• Main expertise and experience in computer vision and pattern recognition, machine/deep learning, image and signal processing, and neuroimaging (data analysis).

  • Main research focus lies on deep learning, specifically on domain adaptation and generalization, multimodal deep learning, learning with privileged information, zero/one/few-shot learning and, in general, learning with “imperfect” data (i.e., unlabelled or partially labelled, few, annotated with noisy or weakly labels, class imbalanced, biased, or a combination of these). I am recently fascinated by approaches leveraging generated synthetic data in order to reach same performance as using real data (so getting rid of costly real data collections and annotations). Related applications involve classification and recognition, in supervised and unsupervised scenarios, including (fine-grained) activity recognition.
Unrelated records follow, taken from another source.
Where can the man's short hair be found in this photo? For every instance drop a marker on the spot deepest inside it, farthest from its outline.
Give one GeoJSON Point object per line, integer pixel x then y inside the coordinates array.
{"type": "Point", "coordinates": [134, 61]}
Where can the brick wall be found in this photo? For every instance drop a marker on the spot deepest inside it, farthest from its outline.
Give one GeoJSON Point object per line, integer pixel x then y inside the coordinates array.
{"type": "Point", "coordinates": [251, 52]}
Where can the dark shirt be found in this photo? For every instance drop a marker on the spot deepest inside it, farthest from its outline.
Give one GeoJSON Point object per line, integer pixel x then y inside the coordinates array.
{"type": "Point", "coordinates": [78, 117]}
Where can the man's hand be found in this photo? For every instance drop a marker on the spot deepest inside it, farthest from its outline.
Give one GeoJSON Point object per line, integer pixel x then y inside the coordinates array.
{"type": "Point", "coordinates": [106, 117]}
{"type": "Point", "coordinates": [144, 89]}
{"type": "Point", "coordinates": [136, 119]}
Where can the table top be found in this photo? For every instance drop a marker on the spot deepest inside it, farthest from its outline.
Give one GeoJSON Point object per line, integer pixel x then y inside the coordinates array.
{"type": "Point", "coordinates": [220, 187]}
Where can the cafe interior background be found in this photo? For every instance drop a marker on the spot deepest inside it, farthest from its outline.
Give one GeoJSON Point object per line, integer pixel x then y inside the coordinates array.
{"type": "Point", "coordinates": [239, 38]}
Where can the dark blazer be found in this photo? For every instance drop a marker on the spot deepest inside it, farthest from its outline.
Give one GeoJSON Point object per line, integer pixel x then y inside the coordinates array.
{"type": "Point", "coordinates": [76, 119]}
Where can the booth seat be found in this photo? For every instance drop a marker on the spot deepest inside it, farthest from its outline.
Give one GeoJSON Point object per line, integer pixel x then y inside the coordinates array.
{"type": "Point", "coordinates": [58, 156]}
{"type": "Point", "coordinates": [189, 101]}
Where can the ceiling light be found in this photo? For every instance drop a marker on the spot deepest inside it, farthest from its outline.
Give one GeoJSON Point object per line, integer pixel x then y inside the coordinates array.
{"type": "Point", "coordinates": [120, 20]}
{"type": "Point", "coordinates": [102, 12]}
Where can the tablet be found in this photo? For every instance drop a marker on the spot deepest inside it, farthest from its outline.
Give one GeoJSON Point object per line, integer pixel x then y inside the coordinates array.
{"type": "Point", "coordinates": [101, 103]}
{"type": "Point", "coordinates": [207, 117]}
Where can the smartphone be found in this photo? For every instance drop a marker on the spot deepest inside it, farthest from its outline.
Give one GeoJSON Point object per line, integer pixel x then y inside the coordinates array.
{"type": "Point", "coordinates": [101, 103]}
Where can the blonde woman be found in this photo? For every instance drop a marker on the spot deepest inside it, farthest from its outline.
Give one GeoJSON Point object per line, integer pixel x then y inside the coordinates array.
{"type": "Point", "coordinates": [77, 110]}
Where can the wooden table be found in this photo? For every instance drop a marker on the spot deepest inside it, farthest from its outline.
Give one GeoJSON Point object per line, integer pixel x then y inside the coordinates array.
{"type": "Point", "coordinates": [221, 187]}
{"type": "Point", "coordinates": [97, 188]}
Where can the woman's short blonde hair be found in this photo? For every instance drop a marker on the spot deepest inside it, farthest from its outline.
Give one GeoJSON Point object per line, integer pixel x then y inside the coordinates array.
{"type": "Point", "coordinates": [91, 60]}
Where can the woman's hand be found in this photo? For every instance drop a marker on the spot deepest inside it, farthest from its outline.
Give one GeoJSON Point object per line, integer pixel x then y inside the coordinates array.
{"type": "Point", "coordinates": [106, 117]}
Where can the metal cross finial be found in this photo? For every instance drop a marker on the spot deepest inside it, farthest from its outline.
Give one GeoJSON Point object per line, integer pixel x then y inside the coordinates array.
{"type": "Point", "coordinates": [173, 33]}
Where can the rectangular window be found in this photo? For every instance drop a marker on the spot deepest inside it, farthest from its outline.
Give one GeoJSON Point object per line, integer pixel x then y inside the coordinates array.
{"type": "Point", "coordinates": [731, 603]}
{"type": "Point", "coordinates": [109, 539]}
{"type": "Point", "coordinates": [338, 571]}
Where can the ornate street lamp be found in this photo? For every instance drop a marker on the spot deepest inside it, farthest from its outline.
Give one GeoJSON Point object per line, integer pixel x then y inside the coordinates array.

  • Particular interest in multimodal social signal processing approaches for the analysis of (even nonverbal) human behavior, with main applications related to surveillance and security, human-human and human-machine interaction, ambient intelligence, and retailing. Also major experience in typical industrial application domains such as visual inspection and automation.

  • Concerning the biomedical area, the main work and interest go to neuroimaging data analysis, namely Magnetic Resonance Imaging and, in particular, in the study of neural correlates responsible of (social) behavior, aiming at the investigation of behavioral neurological pathologies (e.g., schizophrenia, autism, etc.) and brain function understanding in general. We deal with these problems adopting a “connectomics” approach, mainly exploiting and integrating structural and functional information.

  • “Recent” interest in the use of neuroimaging data in complex visual recognition tasks. In short, the driving idea lies in exploiting neuroimaging data (electroencephalography, EEG, at first instance) and visual data to improve the performance of deep learning models. The goal is to assess whether brain recordings (e.g., EEG) would be useful to tackle difficult recognition tasks, either when processed together with visual data, or when used as privileged information, available only at training but not at test time.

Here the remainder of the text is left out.